Me gustan los libros de Lorenzo Silva. Su literatura me resulta entretenida, bien llevada y con recursos estilísticos de mi agrado. No voy a ahondar más porque no soy crítico ni lo pretendo, pero animo a quien no haya leído nada suyo a que le dé una oportunidad. Acabas cogiendo cariño a Vila y enamorándote un poquito de Chamorro.
La polémica no viene por ahí (aunque se haya sugerido al autor si fue un encargo, habida cuenta de que la novela premiada es la séptima entrega de la saga y se presentó con seudónimo; él lo niega, por supuesto, aunque en su caso llovería sobre mojado porque ya ganó el premio Nadal con la segunda novela de los guardias civiles).
Tampoco por el hecho de que se hayan juntado el ministro de Educación y el presidente de la Generalitat (Generalidad para los que estén sensibles con el asunto), en estos tiempos convulsos de independencia y españolización, tan entretenidos para las tertulias, que así pueden dejar de hablar por un rato de los recortes bárbaros de ambos gobiernos (el de España y Cataluña) en asuntos vitales como la sanidad o la propia educación. Ambos hicieron su papel: se acercaron cuando tenían que acercarse y se ignoraron cuando debían hacerlo. Más triste es que la fotografía del día siguiente sea esa y no la del ganador, pero así funciona este mundo (de mierda).
La polémica vino a raíz de la finalista, Mara Torres (a ella ni la conozco ni la he leído, lo siento). O más bien por el uso que de su nombre hizo otro personaje peculiar donde los haya, Lucía Etxebarría. En efecto, la escritora ninguneó a la otra escritora, escribiendo en twitter "Gana el planeta Lorenzo Silva. Finalista Mara nosequien de TVE". Le llovieron palos y rectificó "Lorenzo Silva ganador Mara Torres finalista". Y además se disculpó en el twitter de Mara Torres (unas horas más tarde) "Felicidades y LO SIENTO de verdad. Ayer, como viste, estaba medio dormida. Metedura de pata muy gorda. Felicidades de nuevo".

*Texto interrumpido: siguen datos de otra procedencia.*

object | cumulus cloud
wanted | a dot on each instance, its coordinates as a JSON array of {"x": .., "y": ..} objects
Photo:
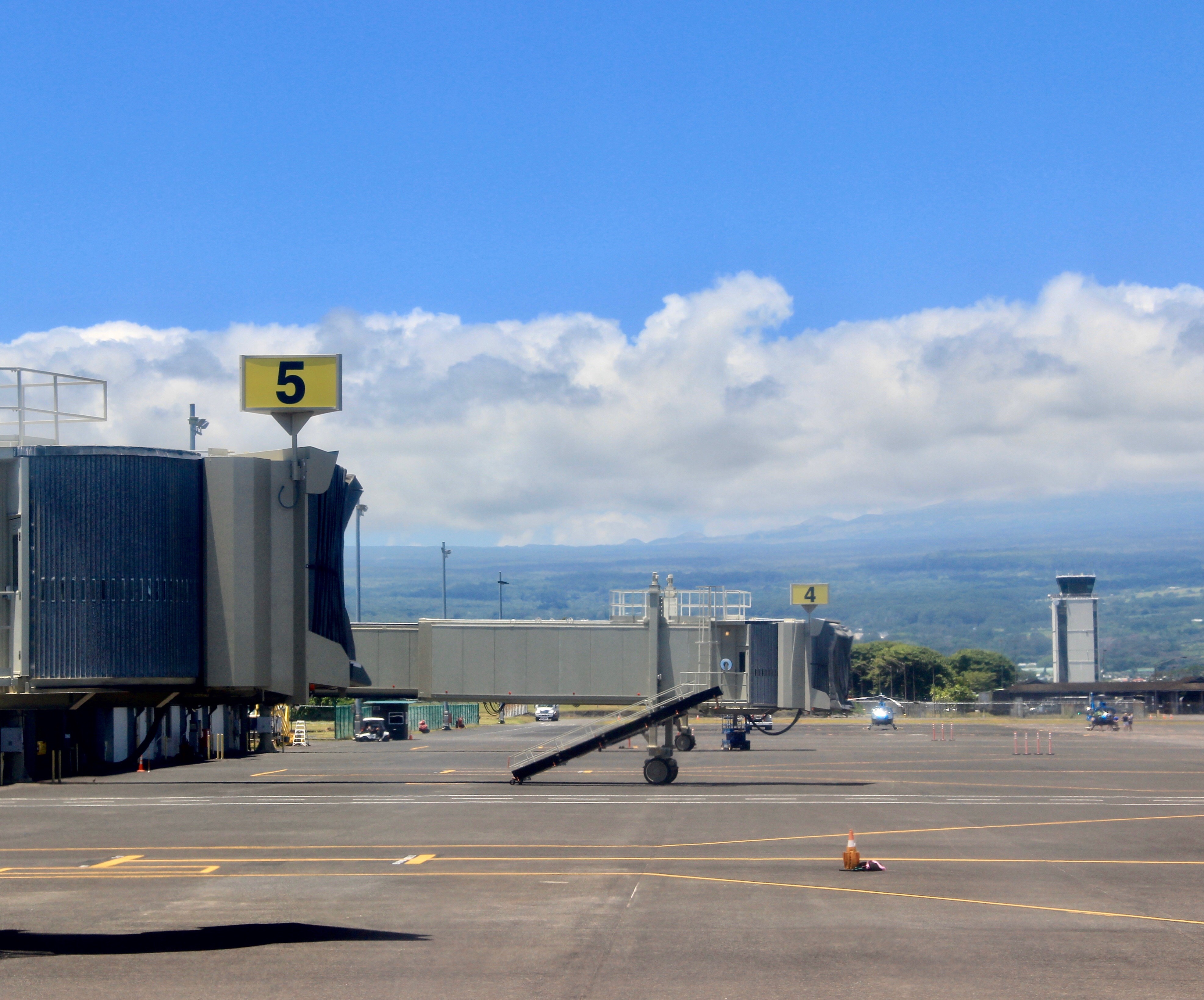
[{"x": 565, "y": 429}]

Lucía Etxebarría. Encanto de mujer. Tampoco la conozco ni la he leído (ella, como Silva, ha ganado los tres premios gordos de la editorial Planeta: el Primavera, el Nadal y el Planeta) y reconozco que debería, para poder criticarla (literariamente) con conocimiento de causa. Pero me da una pereza comparable a hacerme una depilación de ingles a la brasileña. Lo que sí hice (mientras duró la aventura) fue leer sus columnas en el extinto periódico gratuito ADN. Y como en los toros, con división de opiniones: a veces compartía su criterio y otras veces no, pero siempre tuve la sensación de que se metía en los fregaos (de los que luego procuraba escapar como víctima) a conciencia.
Este último incidente (¿da para llamarlo así?) viene a corroborar su afán de protagonismo. Y su absoluta mezquindad por pretender apoderarse del tiempo de gloria de sus colegas (del que ella en su momento ya disfrutó) consiguiendo reaparecer en la escena pública, por motivos distintos, eso sí, a su talento. Mucho más patética que su salida de tono me parece la excusa para justificarla: "estaba medio dormida".
Aquí entronco con el verdadero motivo de la entrada, pues este episodio parece cosa de poco (aunque ¿cuál no lo es ?). Con los nuevos medios a nuestro alcance, que nos permiten comunicarnos y comunicar nuestros pensamientos al instante, cualquiera considera necesario compartir sus impresiones.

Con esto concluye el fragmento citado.